Its diploma can open doors at nearly any top corporation — except for female graduates, some of whom say they were rejected as many as 20 times in job applications.
Some have responded by seeking positions abroad or cramming for the government exams.
Ms. Park’s own brief stint at a private company after graduation was a rude awakening to the reality that many highly educated, ambitious young women graduates confront here. Unlike their mothers, who usually remained homemakers even if they held university degrees, women of Ms. Park’s generation are expected to hold paid jobs to supplement their future husband’s income to meet rising living costs.
But male colleagues tend to sideline women who do not join late-night drinking sessions, a traditional way of building office camaraderie. Managers consider them unreliable, suspecting that they might quit or lose their focus on work once they marry. Maternity leave is seen as an impediment to becoming a senior manager.
“Women flock to government exams, not just because they want to, but also because they have no alternative,” said Ms. Park, who has returned to her university, but this time to its graduate program in international studies with an eye toward the Foreign Ministry or international organizations.
Of all the government agencies, women have made the greatest inroads in the Foreign Ministry, partly because of the perception that its international outlook makes it a more hospitable environment for women to advance.
“Working in the international field was a way out of the stifling male-dominated society” of South Korea, said Yoo Hye-ran, the only woman who passed the foreign service exam in 1989.
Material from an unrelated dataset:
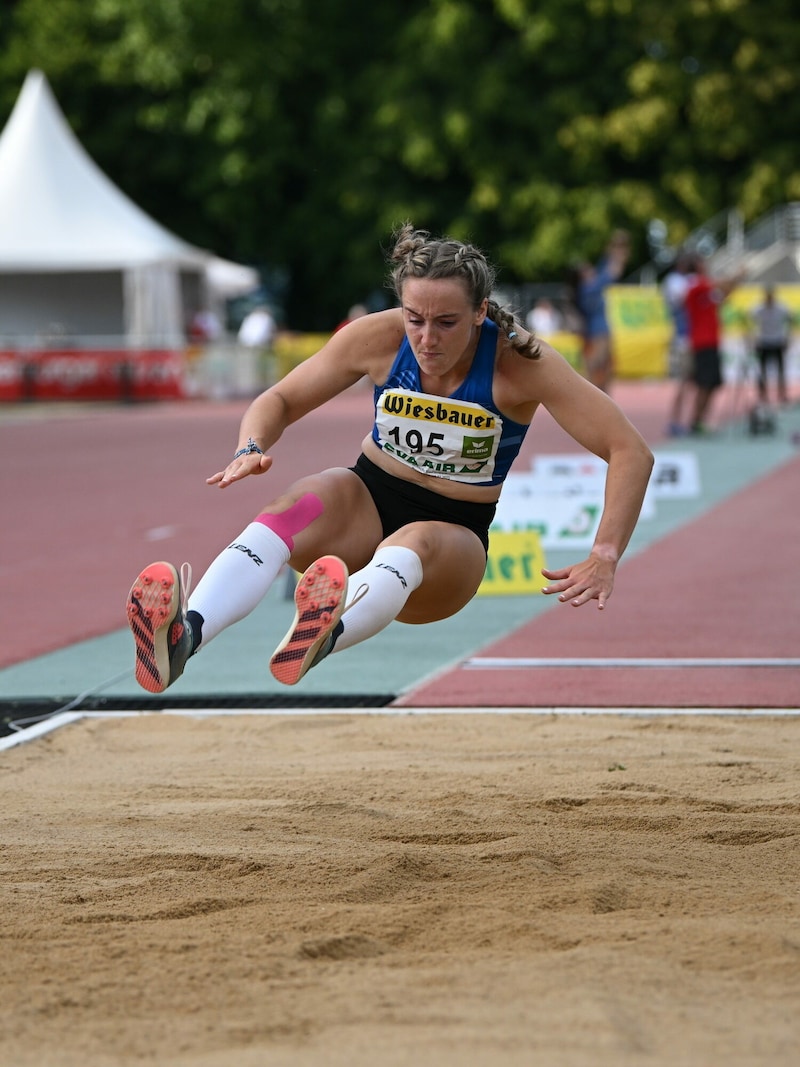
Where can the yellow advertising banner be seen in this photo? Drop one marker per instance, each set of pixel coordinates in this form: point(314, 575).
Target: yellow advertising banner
point(738, 307)
point(641, 330)
point(514, 564)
Two decades later, the young women who have followed in her path have bolder dreams.
Sun Ju-yearn, 25, was among the 23 women who passed the foreign service exam in 2008, when the passing rate of women outstripped that of men by two to one.
“By the time a diplomat of my age becomes a foreign minister, people will no longer call her a ‘female foreign minister,”’ said Ms. Sun, who works in the ministry’s European department. “She will just be ‘the foreign minister.”